Stando così le cose, due sono le considerazioni principali.
La prima.
Che il centro non possa chiudere, per me ha senso. È infatti un luogo dotato di un peso specifico riconosciuto anche dalla società, che anche in condizioni eccezionali ne impone l’apertura. Ha ragione la società quando in un momento del genere, ovvero fuori da ogni genere, tiene in considerazione le conseguenze che potrebbero esserci per determinate “categorie” di persone. Lo penso sinceramente, e altrettanto sinceramente so di illudermi. La nostra società ci mette in relazione molto più con il concetto di chiusura e di confine. Dai confini territoriali, condominiali, burocratici fino alla nostra onnipresente chiusura mentale. Eppure io continuo ad andare al centro.
Commenti della prima ora. «Beata te che poi uscì», «Bbono che spezzi la giornata», «Daje, così continui a guadagnà».
Commenti della seconda ora. «Ma che davero?!», «Ma nun c’annà», «Prendi tutte le precauzioni del caso».
Io, intanto, mentre scandaglio con il mio collega i vari articoli di giornale, la comunicazione dei mass media e le reazioni delle persone – il tutto per carità con fare dialogico, razionale e pacato – arrivate le 11.30 misuro la temperatura, che a furia di parlare…
La seconda.
Ci ritroviamo, io e i miei colleghi, a doverci recare su un luogo di lavoro dove non c’è più alcun utente (esclusi due laboratori soltanto). Ergo mi ritrovo in uno stanzone vuoto e mi metto a sedere davanti a un pc accanto al mio collega, quello di cui sopra. Cerchiamo entrambi, con tutti i modi che ci vengono in mente, di mantenere un contatto con gli utenti. E il contatto avviene tramite telefonate, WhatsApp, Google Foto, WeSchool, email, il nostro sito web ecc… A volte con successo, altre volte va male, veniamo ignorati.
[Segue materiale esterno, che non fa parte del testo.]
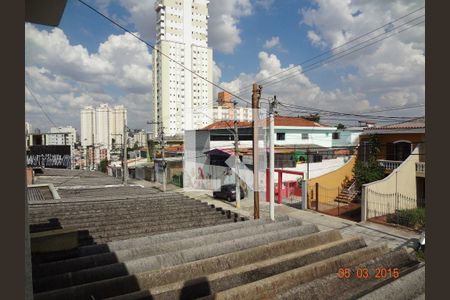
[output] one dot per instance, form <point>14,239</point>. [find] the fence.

Ora il punto è questo: tutto quello che noi facciamo nello stanzone vuoto potremmo farlo ugualmente da casa, trattandosi appunto di telelavoro. Se il telelavoro però viene fatto dallo stanzone del centro è retribuito come da contratto, se avvenisse viceversa da casa, non sarebbe riconosciuto come lavoro e amen allo stipendio. Anche qui, commenti della prima e della seconda ora.
“Il buon senso è avulso dalla realtà”. Il circolo si vizia così: (1) Restate a casa più che potete, (2) a meno che non dobbiate lavorare per forza in presenza, (3) vi proponiamo allora il telelavoro visto che la presenza degli utenti non c’è più, (4) ma il vostro lavoro prevede il contatto con gli utenti e quindi (5) l’Asl non riconosce il telelavoro.
In tutto ciò emerge, e probabilmente non solo per me, una cosa tra le altre: più volte io ho amato il mio lavoro. Eppure è capitato anche a me che mia madre, fin da tempi non sospetti, mi dicesse: «tu annanz e a fatica aret» (tu stai avanti e la fatica ‘il lavoro’ ti corre dietro). Allora penso a loro – agli utenti suona male, allora penso ai pazzarelli – e immagino G. che sta sull’uscio della porta e attende la complicità del mio sguardo per essere accolta e abbracciata, immagino C. assonnato e con gli occhi cisposi che trascina le labbra per rivolgere un sorriso educato, immagino D. che anticipa sempre la mano per la stretta anche quando ha le sopracciglia aggrottate, immagino ancora G. in affanno per il ritardo e con un colore di capelli diverso che solo la gioventù ha l’ardire di fare, immagino D. silenzioso quasi a non voler disturbare neanche con il respiro e sempre così acuto però, immagino M. desideroso di manifestare la sua bontà con quanti più caffè e bottigliette d’acqua riesce a offrire, immagino un’altra M. che con la velocità e la confusione delle sue sinapsi mi ricorda quanto sono lenta. Immagino gli altri. Sono tanti, ma per dire quanto loro hanno cambiato una parte della mia vita ci vorrebbe un altro spazio che non è questo, che è già finito.